Mit WTP machst nichts falsch.

Fit... da zahlst für den Namen.


----------



## MTB-News.de




----------



## Daniel_D (6. Oktober 2010)

Keines dieser Räder hat einen full crmo Rahmen, das WTP nicht einmal gedichtete Naben. 

Wow, ich sehe gerade 2011 bekommt man für 500 Euro von keiner Firma einen full CrMo Rahmen. 

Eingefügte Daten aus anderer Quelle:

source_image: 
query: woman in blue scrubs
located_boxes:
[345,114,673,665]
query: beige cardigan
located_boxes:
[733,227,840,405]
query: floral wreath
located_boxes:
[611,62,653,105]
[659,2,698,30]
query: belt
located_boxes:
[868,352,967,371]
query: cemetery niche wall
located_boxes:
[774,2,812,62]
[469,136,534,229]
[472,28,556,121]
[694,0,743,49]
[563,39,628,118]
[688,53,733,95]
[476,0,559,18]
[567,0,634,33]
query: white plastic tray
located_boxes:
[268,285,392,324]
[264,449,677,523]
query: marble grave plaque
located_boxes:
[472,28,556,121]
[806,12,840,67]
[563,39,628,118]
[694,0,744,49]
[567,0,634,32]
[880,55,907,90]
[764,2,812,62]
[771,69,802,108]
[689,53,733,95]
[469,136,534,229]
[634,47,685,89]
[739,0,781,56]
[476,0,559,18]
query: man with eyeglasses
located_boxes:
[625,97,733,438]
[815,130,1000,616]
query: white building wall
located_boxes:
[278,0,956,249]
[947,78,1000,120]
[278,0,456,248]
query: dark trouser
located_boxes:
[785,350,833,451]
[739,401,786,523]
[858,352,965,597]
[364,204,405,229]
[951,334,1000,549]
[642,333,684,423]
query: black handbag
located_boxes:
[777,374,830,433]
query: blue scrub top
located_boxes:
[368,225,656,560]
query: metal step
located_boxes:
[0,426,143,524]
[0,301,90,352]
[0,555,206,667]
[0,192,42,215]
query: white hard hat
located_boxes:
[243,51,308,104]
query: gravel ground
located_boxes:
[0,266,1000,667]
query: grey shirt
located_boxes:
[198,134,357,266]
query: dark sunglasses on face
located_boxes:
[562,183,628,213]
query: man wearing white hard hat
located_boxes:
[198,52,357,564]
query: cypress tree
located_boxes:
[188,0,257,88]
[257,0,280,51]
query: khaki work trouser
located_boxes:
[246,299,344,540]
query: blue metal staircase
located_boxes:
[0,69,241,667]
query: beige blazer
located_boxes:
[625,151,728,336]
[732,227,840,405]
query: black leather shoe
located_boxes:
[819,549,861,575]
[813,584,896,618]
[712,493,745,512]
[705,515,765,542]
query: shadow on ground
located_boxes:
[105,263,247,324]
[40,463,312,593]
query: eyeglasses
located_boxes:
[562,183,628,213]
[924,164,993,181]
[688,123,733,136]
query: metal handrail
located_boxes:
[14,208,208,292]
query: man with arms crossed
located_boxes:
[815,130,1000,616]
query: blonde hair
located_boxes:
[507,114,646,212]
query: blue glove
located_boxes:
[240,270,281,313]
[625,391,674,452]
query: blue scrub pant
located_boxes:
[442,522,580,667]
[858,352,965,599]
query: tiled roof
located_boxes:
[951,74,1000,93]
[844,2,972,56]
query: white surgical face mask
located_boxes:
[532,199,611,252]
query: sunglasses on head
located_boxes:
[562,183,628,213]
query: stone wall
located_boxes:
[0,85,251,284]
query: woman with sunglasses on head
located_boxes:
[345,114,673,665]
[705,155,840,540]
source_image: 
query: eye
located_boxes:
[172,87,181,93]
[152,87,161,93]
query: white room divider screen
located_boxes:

Ich würde mir etwas Gebrauchtes kaufen.


----------



## Daniel_D (6. Oktober 2010)

doppelpost


----------



## holmar (6. Oktober 2010)

Das "sonstige" macht die Umfrage völlig Sinnfrei. Langsam geht's ja hier wieder zu wie im dirt&street forum


----------



## Tanner1254 (6. Oktober 2010)

die bmx von wtp habe ich mir auch schon angeguckt nur ich dachte da die halt alles nur mit looseball haben sind die denke ma nicht so toll oder?? der lenker und die gabel sind ja auch aus hi ten . habe gelesen das das der letzte dreck ist.


----------



## Tanner1254 (8. Oktober 2010)

welches bmx könnt ihr mir den empfehlen ?? also sollte möchligst unter 500 bleiben


----------



## RISE (8. Oktober 2010)

Was gebrauchtes.


----------



## Tanner1254 (9. Oktober 2010)

und wie ist es mit dem felt fuse?
http://www.kunstform.org/de/felt-fuse-bmx-rad-p-1306
wenn man sich die teile son anguckt sieht man ja ist halt alles full cromo undso aber alle sagen die sind ******* ?!?! sind die echt so schlecht`?


----------



## DJ_BMX (9. Oktober 2010)

Vergiss mal Felt. ^^

Ich will Felt ja nicht schlecht machen aber das Rad wo du da präsentiert hast, hat nur gute Pedale. Ich würde bei Felt die Finger weglassen. :/


----------



## Daniel_D (9. Oktober 2010)

Bullshit. Nach allem was ich lese, ist das ein super Rad für den Preis. Besser als alles, was ich momentan so für 450 Euro sehe.


----------



## MTB-News.de




----------



## holmar (9. Oktober 2010)

"Wo" ist immer noch kein relativpronomen!


----------



## RISE (9. Oktober 2010)

Nicht, dass mir Germanisten und ihre Sprachideen besonders sympathisch wären, aber NIE, NIE NIE NIE darf "wo" ein Relativpronomen werden. Das wär ja noch schlimmer als das Felt.


----------



## holmar (9. Oktober 2010)

Eine sehr gelungene Metapher.


----------



## Tanner1254 (10. Oktober 2010)

also etwas gebrauchtes . wo suche ich am besten nach gebrauchten guten bmx außer bei ebay?


----------



## holmar (10. Oktober 2010)

Wie wär's mit dem verkaufsthreag hier oder im BMXboard?


----------



## RISE (10. Oktober 2010)

Im Bikemarkt sind auch ein paar Räder drin.


----------



## MTB-News.de




----------



## DJ_BMX (10. Oktober 2010)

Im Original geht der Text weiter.